Shared ground
Revelation 5:11–12 presents worship expanding outward in John’s throne-room vision. After the living creatures and elders, John both sees and hears an immense angelic multitude surrounding the throne area. Their number is described with overflowing language (“myriads of myriads… thousands of thousands”), emphasizing a crowd beyond ordinary counting.
The angels speak “with a loud voice,” portraying a unified, public acclamation. The center of their message is clear and explicit: the Lamb is worthy, and his worth is tied to the fact that he “was killed.” The seven-item list (power, riches, wisdom, might, honor, glory, blessing) communicates comprehensive honor—both ability/authority and public recognition.
Where interpretation differs
How literal is the number? Some read the huge figures as a literal census-sized angel count. Others read the stacked numbers as deliberate overstatement to signal “uncountable,” not arithmetic precision.
What does “to receive” mean here? Some take it mainly as the Lamb truly possessing these realities (authority, honor, etc.). Others take it mainly as the angels publicly acknowledging what is rightly his—language of acclaim rather than transfer of something new to him.
What role does “killed” play in the claim of worthiness? Some hear it primarily as the reason the Lamb is worthy (his death grounds his right to honor).
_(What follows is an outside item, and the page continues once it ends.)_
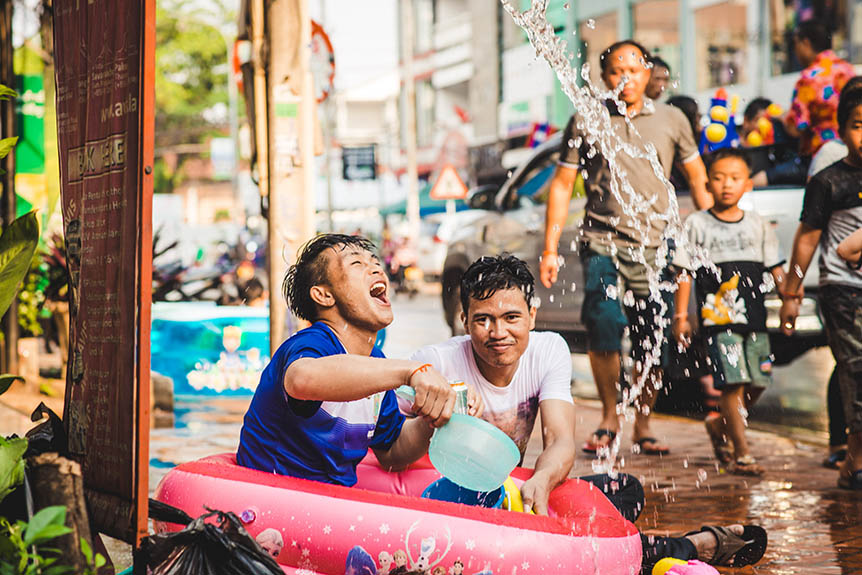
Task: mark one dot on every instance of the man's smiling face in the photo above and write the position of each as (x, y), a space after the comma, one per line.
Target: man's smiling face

Others see it as an identity marker in the vision that also functions as a turning point in the story of the scroll, without excluding that it supports the declaration of worth.
Why the disagreement exists
The passage uses vision-reporting and exalted praise language, which naturally leans toward symbolism and exaggeration for effect. Also, the phrase “worthy… to receive” can be heard either as “deserves to be given” or “deserves to be publicly credited with.” Finally, “the Lamb who was killed” can be read as a direct basis for worthiness or as the defining title that frames the Lamb’s role in the scene.
What this passage clearly contributes
This scene strengthens Revelation’s claim that ultimate worth and public honor belong to the Lamb at the very center of heaven’s court, in contrast to earthly claims of “worthiness.” It explicitly links the Lamb’s exaltation with his having been killed, and it portrays worship as widening in scope and intensity. The sevenfold list communicates totality: everything that counts as authority, value, insight, strength, and praise is named as rightly belonging to the Lamb (Revelation 5:11–12).